Medical Professionals Modify Assessment Tool Considering Ethnic Variances in Kidney Function, Leading to Shift in Wait List Priority: Report

Modern medicine has long recognized inherent physiological distinctions across ethnicities, necessitating personalized healthcare strategies.

One notable distinction arises from the tendency of Black individuals to exhibit markedly elevated serum creatinine levels compared to their White counterparts, sometimes reaching up to six times higher levels. Thus, what might be deemed normal for a Black individual could signify end-stage kidney disease in a White individual.

In tracking the progression of kidney disease, physicians rely on an estimated glomerular filtration rate (eGFR) to assess the kidneys’ efficiency in eliminating excess creatinine from the body.

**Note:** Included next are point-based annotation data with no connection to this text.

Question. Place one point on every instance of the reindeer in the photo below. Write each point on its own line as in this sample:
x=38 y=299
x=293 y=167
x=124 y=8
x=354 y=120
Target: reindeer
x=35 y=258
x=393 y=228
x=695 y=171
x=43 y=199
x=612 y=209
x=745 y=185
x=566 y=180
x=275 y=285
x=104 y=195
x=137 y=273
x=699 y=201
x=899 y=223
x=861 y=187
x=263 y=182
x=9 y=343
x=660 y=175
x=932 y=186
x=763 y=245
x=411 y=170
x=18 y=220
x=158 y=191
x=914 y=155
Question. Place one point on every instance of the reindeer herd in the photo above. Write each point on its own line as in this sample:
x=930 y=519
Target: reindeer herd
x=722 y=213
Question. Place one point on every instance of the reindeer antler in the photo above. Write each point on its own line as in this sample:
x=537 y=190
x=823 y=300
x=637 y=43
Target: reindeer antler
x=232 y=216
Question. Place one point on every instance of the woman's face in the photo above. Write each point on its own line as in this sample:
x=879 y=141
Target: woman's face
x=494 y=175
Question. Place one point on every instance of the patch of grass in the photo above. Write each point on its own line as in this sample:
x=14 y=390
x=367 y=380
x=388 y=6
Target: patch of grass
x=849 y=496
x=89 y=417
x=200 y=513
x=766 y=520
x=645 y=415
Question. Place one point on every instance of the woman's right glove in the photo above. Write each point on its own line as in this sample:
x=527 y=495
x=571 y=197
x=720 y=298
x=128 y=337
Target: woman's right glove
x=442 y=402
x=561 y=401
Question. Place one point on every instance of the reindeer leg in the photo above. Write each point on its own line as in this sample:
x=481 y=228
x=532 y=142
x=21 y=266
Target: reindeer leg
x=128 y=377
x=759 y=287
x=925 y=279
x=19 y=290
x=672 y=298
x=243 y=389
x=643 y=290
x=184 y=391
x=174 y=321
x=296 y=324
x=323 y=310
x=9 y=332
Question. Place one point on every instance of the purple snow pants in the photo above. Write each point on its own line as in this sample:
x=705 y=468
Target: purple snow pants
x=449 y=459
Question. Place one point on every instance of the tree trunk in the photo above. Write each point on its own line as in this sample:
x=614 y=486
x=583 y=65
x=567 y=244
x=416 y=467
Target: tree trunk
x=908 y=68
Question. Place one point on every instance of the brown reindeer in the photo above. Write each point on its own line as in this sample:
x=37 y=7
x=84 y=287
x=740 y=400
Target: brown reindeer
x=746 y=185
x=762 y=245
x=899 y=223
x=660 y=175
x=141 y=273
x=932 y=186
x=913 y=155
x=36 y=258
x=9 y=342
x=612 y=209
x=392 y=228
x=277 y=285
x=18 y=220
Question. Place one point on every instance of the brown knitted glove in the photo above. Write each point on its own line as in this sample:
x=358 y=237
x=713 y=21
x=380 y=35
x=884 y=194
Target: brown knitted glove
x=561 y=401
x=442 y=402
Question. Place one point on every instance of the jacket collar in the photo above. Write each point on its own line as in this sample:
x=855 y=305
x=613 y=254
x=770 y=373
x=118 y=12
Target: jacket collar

Furthermore, the kidney transplant list prioritizes patients based on their eGFR, ensuring those with more severe conditions receive transplants first.

However, esteemed institutions have recently united to denounce this approach as racially biased, advocating for the removal of race-based constants from eGFR scores. The National Academies of Sciences, Engineering, and Medicine, along with the American Society of Nephrology (ASN), the National Kidney Foundation (NKF), and the Organ Procurement and Transplantation Network (OTPN), are among these institutions.

“The new formula will deem more than 10 million nonblack patients to have either less severe chronic kidney disease or no disease at all — while deeming more than 1 million black patients to have more severe disease or to have disease for the first time,” a team of researchers publishing in the Journal of the American Society of Nephrology wrote.

“Because the new formula doesn’t include the necessary racial adjustments, however, these reclassifications misrepresent reality,” they added.

The eGFR incorporates ethnicity-based adjustments to accommodate diverse normal creatinine levels, ensuring priority for transplant listing for individuals in critical condition while preventing unnecessary transplants for those less severely ill.

As a consequence, a completely healthy Black individual can now receive a kidney transplant ahead of a dying White individual. Since January 1, 2023, 6,103 Black individuals have surpassed White individuals with more severe kidney disease on the list, resulting in a 1.7-year increase in wait time for sicker kidney patients.